The last act occurs during the Count’s shooting party, when the story becomes a murder mystery. We return to the framing story for the final outcome of Fedor’s fortunes.
Mavens of Russian literature will recognize the plot of Chekhov’s novel The Shooting Party, which is now recognized as a curious precursor to Agatha Christie’s The Murder of Roger Ackroyd. (Apparently there’s only been one other film version, from the Soviet Union in 1978.) Sirk and writer Rowland Leigh have even kept the frame and flashback structure, though it’s been interestingly modified and not only to appease the censors.
The novel had nothing to do with being before or after the Revolution. That 1885 work was a contemporary tale, while a straight filming during World War II would have made it merely a period piece. By introducing this post-Communist element, with posters of fighting soldiers on the walls, the film has a contemporary resonance while still managing to be a period piece. Indeed, now it’s all the more about an irrevocably vanished past, and the implication is that no one will miss it. This is evidence of the wartime alliance between the US and USSR.

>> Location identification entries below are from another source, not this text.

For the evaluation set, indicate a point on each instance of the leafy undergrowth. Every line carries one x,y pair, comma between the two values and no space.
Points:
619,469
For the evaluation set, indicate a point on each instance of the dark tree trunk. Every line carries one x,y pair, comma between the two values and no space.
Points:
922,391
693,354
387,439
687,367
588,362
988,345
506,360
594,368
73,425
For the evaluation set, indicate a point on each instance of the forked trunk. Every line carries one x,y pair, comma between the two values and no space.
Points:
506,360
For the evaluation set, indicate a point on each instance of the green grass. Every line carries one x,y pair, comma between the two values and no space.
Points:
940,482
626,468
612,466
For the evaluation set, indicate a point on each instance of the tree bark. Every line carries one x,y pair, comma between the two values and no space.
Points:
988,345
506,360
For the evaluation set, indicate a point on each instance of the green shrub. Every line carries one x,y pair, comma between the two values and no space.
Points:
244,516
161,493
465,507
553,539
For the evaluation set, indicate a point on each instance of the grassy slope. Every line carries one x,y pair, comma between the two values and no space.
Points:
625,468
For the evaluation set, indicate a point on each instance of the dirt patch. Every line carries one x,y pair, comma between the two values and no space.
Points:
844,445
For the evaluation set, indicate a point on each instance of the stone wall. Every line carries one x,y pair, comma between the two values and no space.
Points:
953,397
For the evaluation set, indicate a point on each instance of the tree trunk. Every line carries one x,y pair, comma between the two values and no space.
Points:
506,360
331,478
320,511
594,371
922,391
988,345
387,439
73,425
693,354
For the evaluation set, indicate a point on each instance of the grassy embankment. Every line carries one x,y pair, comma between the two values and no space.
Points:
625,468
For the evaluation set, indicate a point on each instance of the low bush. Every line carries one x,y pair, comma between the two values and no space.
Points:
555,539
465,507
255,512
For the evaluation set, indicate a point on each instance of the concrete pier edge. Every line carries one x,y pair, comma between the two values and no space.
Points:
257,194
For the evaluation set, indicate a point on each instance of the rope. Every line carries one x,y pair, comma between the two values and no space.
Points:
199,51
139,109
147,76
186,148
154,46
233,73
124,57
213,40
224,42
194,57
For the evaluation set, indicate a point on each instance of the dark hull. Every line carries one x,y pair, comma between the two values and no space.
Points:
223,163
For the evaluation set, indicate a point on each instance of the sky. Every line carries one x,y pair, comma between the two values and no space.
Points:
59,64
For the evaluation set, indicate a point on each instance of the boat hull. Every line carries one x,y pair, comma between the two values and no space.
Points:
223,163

Sirk’s camera paces around smoothly and especially likes to follow people through doorways. There are suggestive compositions, like Olga’s grinning father milking a goat under the stairway while his daughter ascends, her bare feet peekaboo-ing through the slats. This carries a startling suggestion of the pimp-whore relationship suggested in their dialogue, as though he might look up her dress and she might be pausing to tease him about it.
Another early composition places Fedor, as he hears about Olga’s marriage, in front of a skinned cat hanging on the wall. Will he be the skinner or the skinned? There are moments of picturesque grace and ritual, and of course Sirk isn’t afraid to build up to a dramatically underlined moment. At least one moment of such potential, during the courtroom scene, is wittily undercut by a spectator’s gesture.
The large cast of excellent character players includes several other European refugees, and an intelligent decision is made in the casting. The uneducated peasants and serfs are played by actors who speak with Euro-accents (Haas, Rumann, Lori Lahner as the maid), while the educated characters have no accents. The single exception is Darnell, a thorough peasant and woodcutter’s daughter who speaks like a Hollywood starlet. This reinforces the credibility of her desire to move upward and her ease of doing so. It’s as though Nature has made a mistake and she’s really been born into the wrong class.
In this story, she couldn’t have been considered by the upper class for more than a fling if she talked like a peasant, although she does often deliver her lines with a vulgar tilt. Thus, what might merely be a Hollywood convention becomes a telling detail in the conception.
This film was distributed through United Artists, not one of the major studios, and that’s probably why this DVD doesn’t have the shot-yesterday clarity of other ‘40s films put out by Fox or Warner Brothers; they’re working from negatives in the studio vaults, while this film is evidently from a print. It looks good enough to make one wish it were sharper, because even subtle differences in image and sound are enough to make a film seem lustrous or dull, classic or mediocre, stylish or leaden.
The score by Hungarian emigré Karl Hajos was nominated for an Oscar, and it deserves a crisper audio track to be appreciated properly. Perhaps we’ll never see a better copy, but this will do. The only extras are a trailer for a different movie (an American version of Chekhov’s Uncle Vanya) and a brief audio interview with author Bernard Dick.